Apologies, I meant compiling my own app for deployment into Cloud Functions. I've got it set up to produce a uber/shadow jar containing my source, plus the dependencies. I'm not overly familiar with Cloud Functions so haven't wanted to get side tracked into figuring out the dependency management.

FWIW I have used the minimize() function in the ShadowJar plugin and it has decreased the size of the resulting jar - however I'm yet (to get a minute) to try it out to see if it actually functions.

I don't really want to go down the route of maintaining my own fork of this project to remove the older versions, which I'm sure you'll appreciate.

Thanks! Antony

jradcliff commented 2 years ago

Hi Antony,

Thanks for the reply. I thought you might already be building from source, in which case the approach I mentioned would just be an additional step. Given that you're not doing that already, I completely understand why (and agree that) forking is not a great option.

Cheers, Josh

antonyoneill commented 2 years ago

Unfortunately, that minimize() function wasn't useful in this situation - it seems there are a lot of dependencies that must be loosely referenced which were removed and essentially prevented the application from functioning whatsoever.

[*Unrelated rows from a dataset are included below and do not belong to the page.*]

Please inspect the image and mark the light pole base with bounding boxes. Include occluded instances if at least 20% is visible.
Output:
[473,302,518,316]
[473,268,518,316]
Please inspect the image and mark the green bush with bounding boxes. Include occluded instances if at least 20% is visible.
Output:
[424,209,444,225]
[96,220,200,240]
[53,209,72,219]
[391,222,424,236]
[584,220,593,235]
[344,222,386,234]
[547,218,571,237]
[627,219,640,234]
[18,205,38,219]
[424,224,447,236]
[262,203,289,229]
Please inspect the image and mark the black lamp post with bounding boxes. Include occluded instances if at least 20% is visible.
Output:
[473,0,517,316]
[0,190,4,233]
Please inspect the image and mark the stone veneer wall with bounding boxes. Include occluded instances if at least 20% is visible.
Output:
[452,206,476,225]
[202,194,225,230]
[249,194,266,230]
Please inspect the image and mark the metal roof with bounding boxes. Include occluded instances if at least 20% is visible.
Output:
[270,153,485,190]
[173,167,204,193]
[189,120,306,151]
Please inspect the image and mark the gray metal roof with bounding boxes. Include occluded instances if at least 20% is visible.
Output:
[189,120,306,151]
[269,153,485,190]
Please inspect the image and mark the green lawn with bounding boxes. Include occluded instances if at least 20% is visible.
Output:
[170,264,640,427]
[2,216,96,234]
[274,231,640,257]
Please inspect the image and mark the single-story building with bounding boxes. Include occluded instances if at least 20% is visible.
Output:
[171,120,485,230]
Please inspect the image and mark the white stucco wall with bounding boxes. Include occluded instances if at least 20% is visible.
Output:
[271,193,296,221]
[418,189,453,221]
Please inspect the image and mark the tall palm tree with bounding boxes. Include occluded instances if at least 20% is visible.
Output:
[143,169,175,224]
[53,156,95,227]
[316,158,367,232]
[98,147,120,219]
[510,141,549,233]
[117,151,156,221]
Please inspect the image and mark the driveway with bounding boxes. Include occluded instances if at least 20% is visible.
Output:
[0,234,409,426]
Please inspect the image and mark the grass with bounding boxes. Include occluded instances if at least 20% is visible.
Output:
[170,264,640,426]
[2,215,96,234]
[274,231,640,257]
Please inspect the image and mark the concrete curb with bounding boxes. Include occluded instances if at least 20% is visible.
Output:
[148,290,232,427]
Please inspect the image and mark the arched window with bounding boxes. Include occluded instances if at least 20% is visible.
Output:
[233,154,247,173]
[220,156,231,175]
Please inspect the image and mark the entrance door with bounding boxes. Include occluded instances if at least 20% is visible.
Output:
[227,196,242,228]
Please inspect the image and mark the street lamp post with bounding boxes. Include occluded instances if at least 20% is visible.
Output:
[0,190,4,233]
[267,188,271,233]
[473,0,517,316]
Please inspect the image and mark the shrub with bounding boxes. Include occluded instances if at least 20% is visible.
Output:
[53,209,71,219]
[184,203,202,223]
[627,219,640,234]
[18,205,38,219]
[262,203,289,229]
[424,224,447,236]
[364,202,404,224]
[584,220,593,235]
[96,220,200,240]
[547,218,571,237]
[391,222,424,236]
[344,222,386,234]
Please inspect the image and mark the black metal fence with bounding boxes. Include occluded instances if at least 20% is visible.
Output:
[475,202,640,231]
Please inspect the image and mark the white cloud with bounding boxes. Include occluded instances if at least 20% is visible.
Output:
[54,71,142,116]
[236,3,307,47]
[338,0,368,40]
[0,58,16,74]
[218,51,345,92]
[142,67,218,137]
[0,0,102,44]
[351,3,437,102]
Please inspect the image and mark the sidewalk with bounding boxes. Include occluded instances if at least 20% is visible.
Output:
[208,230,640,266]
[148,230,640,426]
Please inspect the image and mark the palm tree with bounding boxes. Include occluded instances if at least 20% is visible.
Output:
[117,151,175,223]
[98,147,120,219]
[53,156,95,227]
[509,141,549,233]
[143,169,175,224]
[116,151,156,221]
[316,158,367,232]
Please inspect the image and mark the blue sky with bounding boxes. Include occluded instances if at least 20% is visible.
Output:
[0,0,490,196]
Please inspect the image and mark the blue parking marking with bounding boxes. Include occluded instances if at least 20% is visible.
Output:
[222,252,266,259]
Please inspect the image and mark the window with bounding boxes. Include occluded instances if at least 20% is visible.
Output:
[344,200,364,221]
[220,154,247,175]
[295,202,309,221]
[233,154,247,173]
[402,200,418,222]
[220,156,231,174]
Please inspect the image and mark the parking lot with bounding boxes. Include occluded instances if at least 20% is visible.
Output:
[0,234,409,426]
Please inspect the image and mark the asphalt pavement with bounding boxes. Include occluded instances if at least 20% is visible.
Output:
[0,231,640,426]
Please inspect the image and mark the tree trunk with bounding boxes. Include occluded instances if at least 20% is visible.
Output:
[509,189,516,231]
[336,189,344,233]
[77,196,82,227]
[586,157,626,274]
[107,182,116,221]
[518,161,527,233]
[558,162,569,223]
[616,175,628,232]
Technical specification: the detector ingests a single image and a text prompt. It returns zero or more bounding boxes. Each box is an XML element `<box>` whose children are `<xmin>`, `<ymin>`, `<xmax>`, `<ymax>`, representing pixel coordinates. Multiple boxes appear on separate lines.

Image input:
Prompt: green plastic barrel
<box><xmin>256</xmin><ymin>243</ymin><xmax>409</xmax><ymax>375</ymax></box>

I've taken to a relatively drastic action of removing the v8 and v9 files from the resulting jar. I've not started on the implementation part where I actually use the Ads API yet, but I'll be in touch when I know if it works.


For those interested, this is roughly what I've got - of course this is very project and setup specific. ymmv

# ... your build script/pipeline

./gradlew my-module:shadowJar

zip -d my-module/build/libs/my-module.jar "com/google/ads/googleads/v8/*"
zip -d my-module/build/libs/my-module.jar "com/google/ads/googleads/v9/*"

gcloud beta functions deploy my-module \
 --runtime java11 \
 --source "$cwd"/build/libs/ \
  # --etc
antonyoneill commented 2 years ago

So, a little update on this now that I'm beginning to test the cloud function in-place.. I'm failing at the first hurdle to even instantiate the function, perhaps I was too destructive with the pruning.

Failed to execute my_app.entry_upload.Handler
java.lang.NoClassDefFoundError: Could not initialize class com.google.ads.googleads.lib.catalog.GeneratedCatalog
    at com.google.ads.googleads.lib.catalog.ApiCatalog.getDefault(ApiCatalog.java:32)
    at com.google.ads.googleads.lib.GoogleAdsClient$Builder.build(GoogleAdsClient.java:611)
    at my_app.conversion.googleads.api.APIGoogleAdsGateway.uploadClickConversions(APIGoogleAdsGateway.kt:38)
    at my_app.conversion.googleads.UploadGoogleAdConversionService.upload(UploadGoogleAdConversionService.kt:74)
    at my_app.my_module.Handler.handleTask(Handler.kt:99)
    at my_app.my_module.Handler.service(Handler.kt:54)
    at com.google.cloud.functions.invoker.HttpFunctionExecutor.service(HttpFunctionExecutor.java:69)

That class file does exist within the deployable JAR, so I'm not confident that it's related to the pruning... But I thought subscribers of this ticket may be interested.